Tweaks

Now I'll present a few alternatives that subvert some of the design philosophies of the Push system, but that might fit better the type of game you have in mind. Use them at your own risk.

Guided play

If you really wanted to, you could have a person with a role analog to a Game Master in most cooperative (and solo) games without any tweaks in the rules themselves, as long as this person works more as a facilitator than as a traditional GM.

For Push, my idea is that a Guide, if existent, should fill these roles:

  • Help role play NPCs and describe the scenes
  • Explain how the dice work
  • Offer suggestions for complications and setbacks
  • Help frame questions for The Oracle (not answer them)
  • Describe how the world reacts to characters' actions
  • Suggest what happens next
  • Help interpret the quest matrix and weave the story together
  • Help share the spotlight among players

It shouldn't be a part of a Guide's job to define what is true in the world, what the limits of what a character can do are, how and when the rules apply. They don't have any kind of special authority here. They should offer suggestions and guidance, but ultimately it is the group's responsibility to make the game their own. A guide would be there to help them achieve that.
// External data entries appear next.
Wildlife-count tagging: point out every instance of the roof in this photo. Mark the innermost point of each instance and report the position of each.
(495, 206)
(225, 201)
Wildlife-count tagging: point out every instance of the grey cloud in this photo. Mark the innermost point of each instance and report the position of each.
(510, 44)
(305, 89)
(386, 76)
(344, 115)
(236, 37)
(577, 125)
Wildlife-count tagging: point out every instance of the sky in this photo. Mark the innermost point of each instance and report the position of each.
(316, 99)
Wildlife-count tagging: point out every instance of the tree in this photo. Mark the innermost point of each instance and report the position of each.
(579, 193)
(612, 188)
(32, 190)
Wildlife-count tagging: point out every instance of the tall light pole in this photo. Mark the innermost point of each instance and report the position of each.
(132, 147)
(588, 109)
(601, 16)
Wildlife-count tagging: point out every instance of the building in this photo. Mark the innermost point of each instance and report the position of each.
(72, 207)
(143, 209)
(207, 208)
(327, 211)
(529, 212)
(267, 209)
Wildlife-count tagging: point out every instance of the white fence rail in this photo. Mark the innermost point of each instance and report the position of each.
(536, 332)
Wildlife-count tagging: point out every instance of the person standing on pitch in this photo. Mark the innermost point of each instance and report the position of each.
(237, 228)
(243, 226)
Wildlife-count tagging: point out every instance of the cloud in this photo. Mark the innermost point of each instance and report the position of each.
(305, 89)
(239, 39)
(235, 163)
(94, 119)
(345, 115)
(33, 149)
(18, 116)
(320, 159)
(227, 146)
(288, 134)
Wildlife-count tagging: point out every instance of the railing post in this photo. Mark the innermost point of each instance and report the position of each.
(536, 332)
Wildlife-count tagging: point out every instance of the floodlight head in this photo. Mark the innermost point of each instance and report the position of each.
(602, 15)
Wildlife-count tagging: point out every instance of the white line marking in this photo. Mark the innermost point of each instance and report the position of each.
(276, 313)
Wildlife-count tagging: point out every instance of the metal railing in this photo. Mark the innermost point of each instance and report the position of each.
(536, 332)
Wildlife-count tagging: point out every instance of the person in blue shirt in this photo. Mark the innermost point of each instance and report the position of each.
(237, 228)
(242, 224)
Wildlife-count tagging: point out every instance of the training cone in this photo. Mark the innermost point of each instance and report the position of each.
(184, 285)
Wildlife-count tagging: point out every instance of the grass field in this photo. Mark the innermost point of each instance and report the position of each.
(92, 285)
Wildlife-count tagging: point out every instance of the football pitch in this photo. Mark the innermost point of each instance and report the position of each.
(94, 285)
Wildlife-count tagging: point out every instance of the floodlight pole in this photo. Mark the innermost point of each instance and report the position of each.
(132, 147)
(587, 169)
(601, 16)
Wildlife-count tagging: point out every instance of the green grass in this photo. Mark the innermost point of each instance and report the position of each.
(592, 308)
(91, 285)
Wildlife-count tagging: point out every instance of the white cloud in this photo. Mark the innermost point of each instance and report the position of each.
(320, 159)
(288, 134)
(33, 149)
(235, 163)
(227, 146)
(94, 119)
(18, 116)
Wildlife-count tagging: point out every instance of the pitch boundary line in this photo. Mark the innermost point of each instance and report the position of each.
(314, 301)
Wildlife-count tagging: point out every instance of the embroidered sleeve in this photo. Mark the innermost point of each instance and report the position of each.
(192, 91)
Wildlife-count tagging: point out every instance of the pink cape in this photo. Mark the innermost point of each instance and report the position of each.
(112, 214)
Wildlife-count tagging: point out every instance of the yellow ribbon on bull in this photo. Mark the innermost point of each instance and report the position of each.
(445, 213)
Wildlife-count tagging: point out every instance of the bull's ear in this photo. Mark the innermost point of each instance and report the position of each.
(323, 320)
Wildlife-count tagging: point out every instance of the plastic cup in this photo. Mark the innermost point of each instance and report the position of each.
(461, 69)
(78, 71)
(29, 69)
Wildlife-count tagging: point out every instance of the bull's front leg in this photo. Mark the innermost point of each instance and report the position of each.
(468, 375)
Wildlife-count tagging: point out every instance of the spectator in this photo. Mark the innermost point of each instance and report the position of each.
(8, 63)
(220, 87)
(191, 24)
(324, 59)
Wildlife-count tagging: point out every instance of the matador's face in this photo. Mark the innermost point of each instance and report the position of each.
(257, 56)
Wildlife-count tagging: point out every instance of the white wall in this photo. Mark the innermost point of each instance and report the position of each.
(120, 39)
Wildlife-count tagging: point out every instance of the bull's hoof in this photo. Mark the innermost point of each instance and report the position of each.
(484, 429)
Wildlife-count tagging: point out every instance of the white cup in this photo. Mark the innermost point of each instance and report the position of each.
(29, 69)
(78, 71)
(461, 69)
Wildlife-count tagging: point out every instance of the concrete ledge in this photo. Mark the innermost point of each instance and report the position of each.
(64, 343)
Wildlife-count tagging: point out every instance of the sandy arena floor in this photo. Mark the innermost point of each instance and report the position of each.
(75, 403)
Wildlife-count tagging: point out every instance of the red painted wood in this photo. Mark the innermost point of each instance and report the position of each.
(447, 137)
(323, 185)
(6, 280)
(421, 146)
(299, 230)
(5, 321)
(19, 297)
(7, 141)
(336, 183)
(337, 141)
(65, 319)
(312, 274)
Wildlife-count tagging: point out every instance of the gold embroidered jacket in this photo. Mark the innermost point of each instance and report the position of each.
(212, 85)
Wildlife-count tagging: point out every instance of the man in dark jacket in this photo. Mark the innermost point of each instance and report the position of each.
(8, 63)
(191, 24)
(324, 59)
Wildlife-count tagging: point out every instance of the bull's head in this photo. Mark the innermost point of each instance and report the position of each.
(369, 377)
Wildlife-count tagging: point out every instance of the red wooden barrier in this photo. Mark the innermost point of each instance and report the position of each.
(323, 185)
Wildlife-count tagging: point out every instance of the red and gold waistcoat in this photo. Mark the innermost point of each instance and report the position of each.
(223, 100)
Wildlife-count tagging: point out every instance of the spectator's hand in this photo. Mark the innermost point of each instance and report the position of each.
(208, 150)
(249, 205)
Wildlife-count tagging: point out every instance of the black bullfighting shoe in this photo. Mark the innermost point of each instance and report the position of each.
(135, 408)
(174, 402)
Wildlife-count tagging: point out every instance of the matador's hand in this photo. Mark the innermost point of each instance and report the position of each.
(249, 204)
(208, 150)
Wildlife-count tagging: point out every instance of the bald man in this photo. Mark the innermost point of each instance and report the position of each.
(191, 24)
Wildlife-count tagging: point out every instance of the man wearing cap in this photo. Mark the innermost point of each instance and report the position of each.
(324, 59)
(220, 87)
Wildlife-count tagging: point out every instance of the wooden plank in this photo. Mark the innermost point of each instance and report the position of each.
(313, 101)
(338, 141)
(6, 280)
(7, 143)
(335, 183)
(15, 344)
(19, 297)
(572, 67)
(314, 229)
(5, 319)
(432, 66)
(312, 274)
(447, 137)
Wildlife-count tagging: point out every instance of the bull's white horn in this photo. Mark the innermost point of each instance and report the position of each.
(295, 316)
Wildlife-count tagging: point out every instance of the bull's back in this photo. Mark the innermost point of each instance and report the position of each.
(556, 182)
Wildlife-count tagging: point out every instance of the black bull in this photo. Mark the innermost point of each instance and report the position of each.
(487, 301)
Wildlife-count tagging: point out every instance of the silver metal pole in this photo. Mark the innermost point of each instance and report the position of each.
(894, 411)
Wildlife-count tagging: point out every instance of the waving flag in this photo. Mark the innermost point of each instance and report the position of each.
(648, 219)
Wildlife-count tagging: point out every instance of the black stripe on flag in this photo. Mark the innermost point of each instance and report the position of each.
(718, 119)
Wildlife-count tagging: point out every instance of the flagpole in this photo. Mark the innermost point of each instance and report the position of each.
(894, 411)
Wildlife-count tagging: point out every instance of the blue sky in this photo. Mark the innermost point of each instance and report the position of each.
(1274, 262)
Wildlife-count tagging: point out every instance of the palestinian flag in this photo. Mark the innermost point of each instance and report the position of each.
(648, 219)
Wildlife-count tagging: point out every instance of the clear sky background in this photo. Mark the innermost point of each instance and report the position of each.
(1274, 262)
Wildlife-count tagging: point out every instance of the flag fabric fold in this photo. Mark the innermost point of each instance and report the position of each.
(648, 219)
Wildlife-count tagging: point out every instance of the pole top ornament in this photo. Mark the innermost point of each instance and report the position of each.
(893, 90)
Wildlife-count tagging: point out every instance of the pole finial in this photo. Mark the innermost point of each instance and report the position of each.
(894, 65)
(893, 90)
That means no prep, either. What a Guide could do is create their own Quest Sheet and offer it to the group, as long as they (the Guide) are willing to let go of their preconceptions of what those prompts should mean, and are excited to let players take those ideas and run with them.

Altering the roll

Alright, alright. I know the concept of having a roll not be influenced by character abilities may sound alien and counter-intuitive, so here are some (of the many) ways you could insert modifiers to the core mechanic:

  • Advantage: players roll 2d6 and pick the highest when they're doing something that belongs to an area of their character's expertise.
  • Threshold: the Strong Hit range becomes 5 to X, where X is the character's ability score. So a character with Persuasion 8 would score a hit with any result between 5 and 8.
  • Threshold 2: the Strong Hit range becomes X to 6, where X is the character's ability score. So a character with Persuasion 3 would score a hit with any result between 3 and 6.
  • Resource pool: Characters have a resource pool they can spend 1 to 1 to increase the result of the first roll or decrease the second one.
  • Expendable traits: Characters can spend their traits to bypass a roll altogether and declare it a Strong Hit. They refresh their traits after performing a downtime activity meaningful to your game.
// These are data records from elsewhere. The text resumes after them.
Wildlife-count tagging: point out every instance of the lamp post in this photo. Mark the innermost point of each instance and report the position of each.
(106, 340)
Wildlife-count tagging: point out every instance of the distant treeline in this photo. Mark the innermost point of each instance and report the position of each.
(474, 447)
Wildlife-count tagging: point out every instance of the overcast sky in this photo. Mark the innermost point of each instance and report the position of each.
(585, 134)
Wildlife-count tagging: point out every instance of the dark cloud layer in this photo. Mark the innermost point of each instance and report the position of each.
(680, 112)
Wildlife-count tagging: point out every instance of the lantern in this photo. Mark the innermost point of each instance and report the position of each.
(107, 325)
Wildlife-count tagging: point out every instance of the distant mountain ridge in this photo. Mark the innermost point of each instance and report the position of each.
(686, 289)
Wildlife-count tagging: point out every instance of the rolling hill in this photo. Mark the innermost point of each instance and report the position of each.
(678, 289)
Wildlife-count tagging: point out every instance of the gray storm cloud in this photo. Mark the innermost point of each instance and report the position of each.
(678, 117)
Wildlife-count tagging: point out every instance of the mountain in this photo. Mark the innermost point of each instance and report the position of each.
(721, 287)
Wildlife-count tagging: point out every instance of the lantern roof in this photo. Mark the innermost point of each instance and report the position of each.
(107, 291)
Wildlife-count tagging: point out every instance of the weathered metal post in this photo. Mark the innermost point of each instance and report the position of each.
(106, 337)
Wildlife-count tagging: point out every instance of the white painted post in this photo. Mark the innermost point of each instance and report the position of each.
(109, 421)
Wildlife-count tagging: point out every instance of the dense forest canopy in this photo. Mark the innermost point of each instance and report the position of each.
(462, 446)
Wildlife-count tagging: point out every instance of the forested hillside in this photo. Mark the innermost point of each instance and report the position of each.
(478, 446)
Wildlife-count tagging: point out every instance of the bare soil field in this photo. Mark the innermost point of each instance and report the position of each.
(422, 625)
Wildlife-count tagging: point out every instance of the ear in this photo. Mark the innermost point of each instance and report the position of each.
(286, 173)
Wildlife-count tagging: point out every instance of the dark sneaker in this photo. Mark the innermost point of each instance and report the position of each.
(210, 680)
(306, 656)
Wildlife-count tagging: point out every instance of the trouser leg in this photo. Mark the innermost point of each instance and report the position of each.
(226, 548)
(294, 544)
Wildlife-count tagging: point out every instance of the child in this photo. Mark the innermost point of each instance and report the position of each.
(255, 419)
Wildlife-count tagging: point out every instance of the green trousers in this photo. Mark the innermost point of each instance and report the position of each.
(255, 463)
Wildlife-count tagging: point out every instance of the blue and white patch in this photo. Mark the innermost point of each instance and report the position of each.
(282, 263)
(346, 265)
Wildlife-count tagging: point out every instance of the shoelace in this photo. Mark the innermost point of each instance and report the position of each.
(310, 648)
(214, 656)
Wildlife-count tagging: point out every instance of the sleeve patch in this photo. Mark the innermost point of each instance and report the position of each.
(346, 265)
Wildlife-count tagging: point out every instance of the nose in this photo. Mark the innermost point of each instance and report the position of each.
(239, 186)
There are countless other alternatives, but I'd strongly advise you to try using only the core mechanic at least once to get a feeling of it. You might realize (as I did) you don't need to modify the roll after all. Or you may think I lost my mind and there's no way it could possibly work without stats.
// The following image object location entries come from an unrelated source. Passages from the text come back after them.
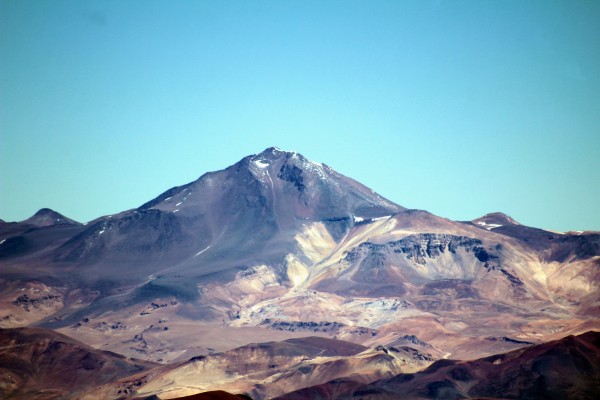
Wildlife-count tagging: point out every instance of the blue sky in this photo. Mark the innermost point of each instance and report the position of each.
(457, 107)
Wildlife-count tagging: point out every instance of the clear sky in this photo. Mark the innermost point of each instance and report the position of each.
(456, 107)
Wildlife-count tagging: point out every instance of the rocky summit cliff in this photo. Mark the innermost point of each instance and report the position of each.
(276, 247)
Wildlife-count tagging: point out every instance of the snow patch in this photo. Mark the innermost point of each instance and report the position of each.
(261, 163)
(487, 226)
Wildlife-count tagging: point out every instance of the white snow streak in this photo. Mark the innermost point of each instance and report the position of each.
(261, 164)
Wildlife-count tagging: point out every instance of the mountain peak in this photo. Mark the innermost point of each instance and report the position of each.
(48, 217)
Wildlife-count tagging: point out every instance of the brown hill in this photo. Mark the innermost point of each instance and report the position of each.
(41, 364)
(568, 368)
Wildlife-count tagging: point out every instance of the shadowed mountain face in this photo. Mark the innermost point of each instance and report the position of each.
(226, 221)
(41, 364)
(551, 246)
(277, 247)
(568, 368)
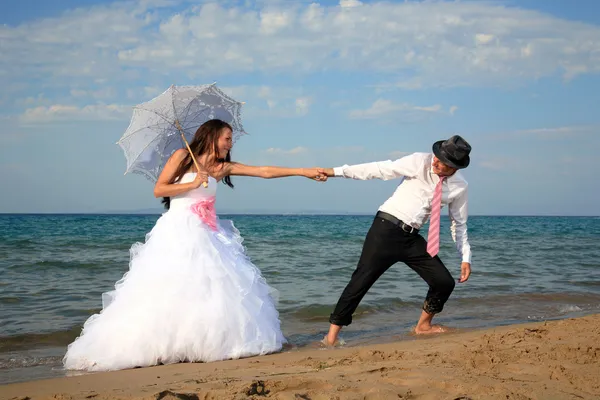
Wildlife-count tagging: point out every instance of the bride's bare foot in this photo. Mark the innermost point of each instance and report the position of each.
(429, 329)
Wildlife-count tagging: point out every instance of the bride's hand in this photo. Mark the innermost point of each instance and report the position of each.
(314, 174)
(201, 178)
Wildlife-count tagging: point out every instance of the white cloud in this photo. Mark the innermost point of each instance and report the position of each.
(497, 163)
(482, 38)
(560, 131)
(68, 113)
(386, 108)
(302, 105)
(394, 155)
(350, 3)
(273, 101)
(425, 44)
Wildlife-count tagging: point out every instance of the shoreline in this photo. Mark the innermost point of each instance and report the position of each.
(557, 359)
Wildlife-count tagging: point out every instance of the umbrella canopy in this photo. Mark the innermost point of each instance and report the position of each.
(168, 122)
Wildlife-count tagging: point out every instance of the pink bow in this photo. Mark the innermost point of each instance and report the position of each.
(205, 209)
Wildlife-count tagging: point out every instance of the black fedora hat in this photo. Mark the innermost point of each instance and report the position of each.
(453, 152)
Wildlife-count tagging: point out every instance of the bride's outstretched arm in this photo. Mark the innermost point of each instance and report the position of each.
(270, 172)
(165, 189)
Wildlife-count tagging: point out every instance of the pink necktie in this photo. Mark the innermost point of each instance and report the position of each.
(433, 238)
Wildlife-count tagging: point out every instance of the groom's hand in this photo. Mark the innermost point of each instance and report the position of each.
(314, 174)
(326, 172)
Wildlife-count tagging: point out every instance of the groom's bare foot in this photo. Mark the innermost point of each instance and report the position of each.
(335, 342)
(429, 329)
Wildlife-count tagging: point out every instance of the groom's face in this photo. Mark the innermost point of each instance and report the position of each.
(441, 169)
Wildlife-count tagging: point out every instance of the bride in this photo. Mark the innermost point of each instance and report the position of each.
(191, 293)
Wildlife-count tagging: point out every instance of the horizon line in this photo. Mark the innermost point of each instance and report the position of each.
(296, 213)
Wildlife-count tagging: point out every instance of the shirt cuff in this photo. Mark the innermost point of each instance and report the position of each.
(338, 171)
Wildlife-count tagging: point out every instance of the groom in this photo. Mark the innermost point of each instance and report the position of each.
(428, 181)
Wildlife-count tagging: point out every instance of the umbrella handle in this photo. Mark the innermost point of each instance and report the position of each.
(205, 184)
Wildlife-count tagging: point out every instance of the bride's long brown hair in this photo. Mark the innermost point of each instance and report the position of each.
(205, 141)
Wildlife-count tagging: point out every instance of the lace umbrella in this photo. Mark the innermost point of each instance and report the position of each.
(168, 122)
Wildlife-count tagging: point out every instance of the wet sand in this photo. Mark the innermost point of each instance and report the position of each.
(545, 360)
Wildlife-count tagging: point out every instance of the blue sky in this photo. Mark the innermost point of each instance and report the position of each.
(324, 83)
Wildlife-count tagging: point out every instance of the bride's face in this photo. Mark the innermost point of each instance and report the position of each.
(225, 142)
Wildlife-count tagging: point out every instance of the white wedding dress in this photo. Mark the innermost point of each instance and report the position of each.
(191, 295)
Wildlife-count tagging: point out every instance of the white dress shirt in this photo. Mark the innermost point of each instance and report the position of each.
(411, 202)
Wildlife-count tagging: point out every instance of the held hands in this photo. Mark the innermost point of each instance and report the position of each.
(316, 174)
(201, 179)
(465, 272)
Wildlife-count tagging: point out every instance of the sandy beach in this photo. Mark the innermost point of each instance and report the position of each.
(545, 360)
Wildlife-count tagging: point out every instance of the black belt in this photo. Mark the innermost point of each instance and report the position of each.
(388, 217)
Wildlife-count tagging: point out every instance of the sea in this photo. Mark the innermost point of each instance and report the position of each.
(54, 269)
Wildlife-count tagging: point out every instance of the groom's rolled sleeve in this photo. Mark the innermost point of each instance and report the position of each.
(406, 166)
Objective success and failure

If you feel you need more concrete standards to determine victory or defeat, here's how I would do it:

  • Give each character an amount of Energy, HP, Mana, or some other form of life resource. Let's say 5 per character.
  • Give the challenge or the scene an amount of Resistance, HP, Risk, or some sort of measurement of how much the characters will have to work to overcome it. Let's say something between 5 and 10.
  • A Strong Hit would reduce the Challenge by 2; a Weak Hit would reduce the Challenge by 1 and the character's Energy by 1; a Miss would only reduce the character's Energy by 1.
  • If a character reaches 0 Energy, they're defeated.
  • If the Challenge is brought to 0, it is overcome. Move on to the next Challenge.

See, this could work, but it brings a lot of philosophy changes to the table. Dice rolls are now penalizing, so they won't be as much a player choice as before. Now they should always and only roll when there's a potential risk, as most games do. So make sure that's the experience you want to bring to the table before you make this decision.